The Cardinals proved they could win without Pujols. Pujols played well overall, but looked like a player that no one in their right mind would want to be saddled with for the next 9 seasons. In St. Louis, fans are excited about players like Allen Craig, Yadi Molina, Oscar Taveras and a host of young flame throwers. In contrast, Pujols is irrelevant. He didn't even bother coming to his foundation's golf tournament in St. Louis (Holliday took the lead on the event) and he's been replaced by Trout as the face of the Angels.

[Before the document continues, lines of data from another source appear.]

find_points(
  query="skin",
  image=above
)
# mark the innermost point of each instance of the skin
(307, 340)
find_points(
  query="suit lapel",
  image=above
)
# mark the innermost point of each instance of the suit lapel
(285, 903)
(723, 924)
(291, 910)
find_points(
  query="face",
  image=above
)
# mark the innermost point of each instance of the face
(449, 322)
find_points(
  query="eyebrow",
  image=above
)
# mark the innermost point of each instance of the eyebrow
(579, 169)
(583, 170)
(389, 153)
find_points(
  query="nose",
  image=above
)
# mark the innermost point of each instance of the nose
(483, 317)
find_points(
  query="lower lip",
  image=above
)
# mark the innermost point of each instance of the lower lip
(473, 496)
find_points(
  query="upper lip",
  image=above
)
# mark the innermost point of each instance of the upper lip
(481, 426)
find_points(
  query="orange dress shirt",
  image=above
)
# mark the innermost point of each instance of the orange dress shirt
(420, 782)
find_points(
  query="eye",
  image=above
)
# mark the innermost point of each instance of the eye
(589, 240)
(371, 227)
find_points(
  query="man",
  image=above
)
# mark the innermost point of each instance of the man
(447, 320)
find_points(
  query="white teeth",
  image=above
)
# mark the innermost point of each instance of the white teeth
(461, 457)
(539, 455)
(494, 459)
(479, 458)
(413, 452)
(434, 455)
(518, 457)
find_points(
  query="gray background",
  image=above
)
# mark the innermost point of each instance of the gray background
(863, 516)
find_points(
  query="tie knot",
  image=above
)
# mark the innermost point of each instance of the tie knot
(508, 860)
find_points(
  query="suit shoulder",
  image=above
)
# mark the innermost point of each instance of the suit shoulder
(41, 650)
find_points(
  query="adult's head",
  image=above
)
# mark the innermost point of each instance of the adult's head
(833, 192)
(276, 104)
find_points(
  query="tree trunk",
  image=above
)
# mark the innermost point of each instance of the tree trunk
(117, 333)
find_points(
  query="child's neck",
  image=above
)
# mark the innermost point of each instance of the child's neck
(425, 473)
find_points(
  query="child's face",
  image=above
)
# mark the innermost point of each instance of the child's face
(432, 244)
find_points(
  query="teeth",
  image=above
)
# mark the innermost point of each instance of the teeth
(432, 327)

Dewitt won. And it's killing you which is why we're having this discussion for the umpteenth time.

 

11/16/2012 10:18 pm  #199


Re: Cardinals Hot Stove 2013

forsberg_us wrote:

Dewitt won. And it's killing you which is why we're having this discussion for the umpteenth time.

Hitler won, too, measured over a narrowly defined stretch of time. 

You and I see things fairly similarly, Fors, I won't argue that.  One big difference is that you have a contact within the organization, have used the team's doctor, and frankly, your objectivity as regards the Cards FO is questionable in my appreciation.

 

11/16/2012 10:19 pm  #200


Re: Cardinals Hot Stove 2013

And let me agree with you that I would have been one of those who was galled to no end by Hitler's victory in the years 1933-1945.